Miller, A. J., W. B. White and D. R. Cayan, 1997:
North Pacific thermocline variations on ENSO time scales
Journal of Physical Oceanography, 27, 2023-2039.
Abstract.
The North Pacific thermocline (250m to 400m)
is studied using XBT observations acquired during the 1970s and 1980s.
Interannual variations (3-5 year time scales) in thermocline temperature,
with O(0.1C) amplitude at 400m,
are found to
exhibit westward propagation
throughout the extra-tropical
North Pacific up to 45N.
Southwards of 30N, the features propagate intact
across the basin from the eastern boundary to the western
boundary.
Northwards of 30N, the features can be observed to propagate
only as far as the dateline.
The observed midlatitude thermocline anomalies
are often related to tropical ENSO events in that they occur
most strongly after the development of tropical El Nino
or La Nina conditions
and propagate westward from near the eastern boundary in the midlatitudes.

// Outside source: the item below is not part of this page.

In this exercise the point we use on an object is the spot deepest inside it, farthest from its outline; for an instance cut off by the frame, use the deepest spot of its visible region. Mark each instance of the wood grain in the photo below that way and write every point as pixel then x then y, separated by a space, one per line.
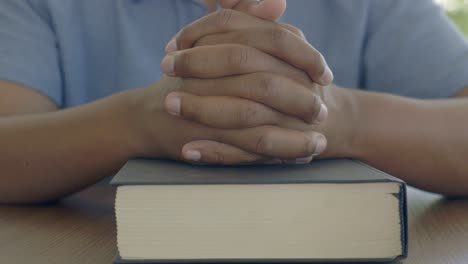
pixel 81 229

But it is found that the observed midlatitude thermocline anomalies
have larger phase speeds
than theoretically predicted free baroclinic Rossby waves.
Also, the observed anomalies have larger wavelength and
faster propagation speeds than baroclinic Rossby waves
that radiate from coastal Kelvin-like waves
near the eastern boundary in
well-known high-resolution models.
Large-scale
thermocline fluctuations which
have spatial scale and phase speeds similar to the observations
are also found
in a coarse resolution model of the Pacific Ocean
forced by observed wind and heat flux anomalies over the 1970-88 period.

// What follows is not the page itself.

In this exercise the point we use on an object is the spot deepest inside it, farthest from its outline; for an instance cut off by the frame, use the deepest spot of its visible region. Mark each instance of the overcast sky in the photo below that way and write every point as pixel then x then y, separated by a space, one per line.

In the midlatitudes, north of 30N, large-scale Ekman pumping
by interannual wind stress curl variations provides a significant driving
mechanism for
the modeled large-scale
thermocline
anomalies.
The modeled ocean response is a combination of the static
thermocline response to large-scale Ekman pumping plus
a train of westward traveling Rossby waves which accounts for part of
the propagating
temperature fluctuations.
A tropical, remotely forced
component is prominant near the eastern
boundary, but this only contributes weakly in the model open ocean.